Но чтобы заставить ребенка уклониться с прямого пути, ребенка, у которого еще неверный глаз, а походка еще нетверда, иной раз довольно и легкого дуновения.
И такое дуновение пронеслось над моей колыбелью: это было равнодушие, пожалуй, даже ненависть моего отца…
— Сеньор, не начинайте с обвинений, если хотите, чтобы Господь Бог простил вас, — негромко промолвила донья Флор.
— А я и не обвиняю, да хранит меня Бог от этого. Мои ошибки и преступления на моей совести, и в день последнего суда я не переложу их на другого; но я должен рассказать обо всем истинную правду.
Мать моя некогда слыла одной из самых красивых девушек в Кордове, и сейчас еще, в сорок три года, она одна из первых красавиц Гранады.
Не знаю, что заставило ее выйти замуж за моего отца, но я всегда замечал, что живут они как чужие, а не как супруги.
И вот я родился… Мне часто приходилось слышать, что общие друзья родителей думали, будто мое рождение сблизит их, но ничего подобного не произошло. Отец был холоден к моей матери, он стал холоден и к ребенку. И я почувствовал это, как только стал все сознавать. Я понял, что лишен одной из двух опор, которые Бог дарует каждому при вступлении в жизнь.
Правда, матушка, чтобы заставить меня забыть эту, если можно так выразиться, ошибку, совершенную судьбой в отношении меня, окружила меня горячей и нежной любовью, стараясь заменить ею все, чего мне недоставало, как видно считая, что должна любить сына за двоих.
Да, она горячо любила меня, но любила по-женски; если бы в этом чувстве было немного меньше нежности и побольше отцовской строгости, это умерило бы капризы ребенка и укротило страсти юноши. Так Бог сказал Океану: «Ты не поднимешься выше, ты не разольешься дальше».

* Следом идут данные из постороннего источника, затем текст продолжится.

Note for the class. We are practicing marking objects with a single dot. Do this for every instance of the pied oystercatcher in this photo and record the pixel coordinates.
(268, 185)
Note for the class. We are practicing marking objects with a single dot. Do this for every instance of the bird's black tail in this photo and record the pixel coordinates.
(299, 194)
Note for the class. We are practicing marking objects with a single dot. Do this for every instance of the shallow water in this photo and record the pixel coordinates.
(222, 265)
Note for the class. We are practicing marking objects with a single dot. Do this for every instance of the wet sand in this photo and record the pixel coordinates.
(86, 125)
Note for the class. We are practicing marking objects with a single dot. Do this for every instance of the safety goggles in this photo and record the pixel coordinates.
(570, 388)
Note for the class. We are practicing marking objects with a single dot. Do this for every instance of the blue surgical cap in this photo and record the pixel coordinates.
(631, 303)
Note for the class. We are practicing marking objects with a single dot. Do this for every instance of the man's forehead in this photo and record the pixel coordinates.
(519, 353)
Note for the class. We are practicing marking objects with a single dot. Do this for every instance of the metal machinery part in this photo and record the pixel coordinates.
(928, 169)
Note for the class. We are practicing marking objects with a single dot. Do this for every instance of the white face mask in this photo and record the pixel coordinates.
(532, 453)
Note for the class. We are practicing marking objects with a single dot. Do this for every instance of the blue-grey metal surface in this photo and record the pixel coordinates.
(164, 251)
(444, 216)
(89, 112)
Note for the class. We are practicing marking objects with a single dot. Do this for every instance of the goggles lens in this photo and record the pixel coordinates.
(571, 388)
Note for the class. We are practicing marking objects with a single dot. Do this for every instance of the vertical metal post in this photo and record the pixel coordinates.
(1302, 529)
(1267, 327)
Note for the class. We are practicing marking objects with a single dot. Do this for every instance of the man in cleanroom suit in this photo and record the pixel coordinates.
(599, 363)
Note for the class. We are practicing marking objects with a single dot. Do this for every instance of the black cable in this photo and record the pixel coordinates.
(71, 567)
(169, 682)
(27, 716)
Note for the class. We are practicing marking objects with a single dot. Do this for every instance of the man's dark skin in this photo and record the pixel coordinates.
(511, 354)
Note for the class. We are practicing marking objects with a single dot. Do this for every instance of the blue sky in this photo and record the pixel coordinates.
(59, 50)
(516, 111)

Капризы, усмиренные рукою отца, страсти, подавленные рукой мужчины, принимают в конце концов форму, приемлемую в обществе. Но у юнца, воспитанного под снисходительным взором женщины и ведомого ее нежной рукой, нрав становится неистовым. Материнская снисходительность безгранична, как и материнская любовь. И вот я превратился в эдакого необузданного горячего коня и, увы, поддавшись мгновенному порыву, умчался в горы.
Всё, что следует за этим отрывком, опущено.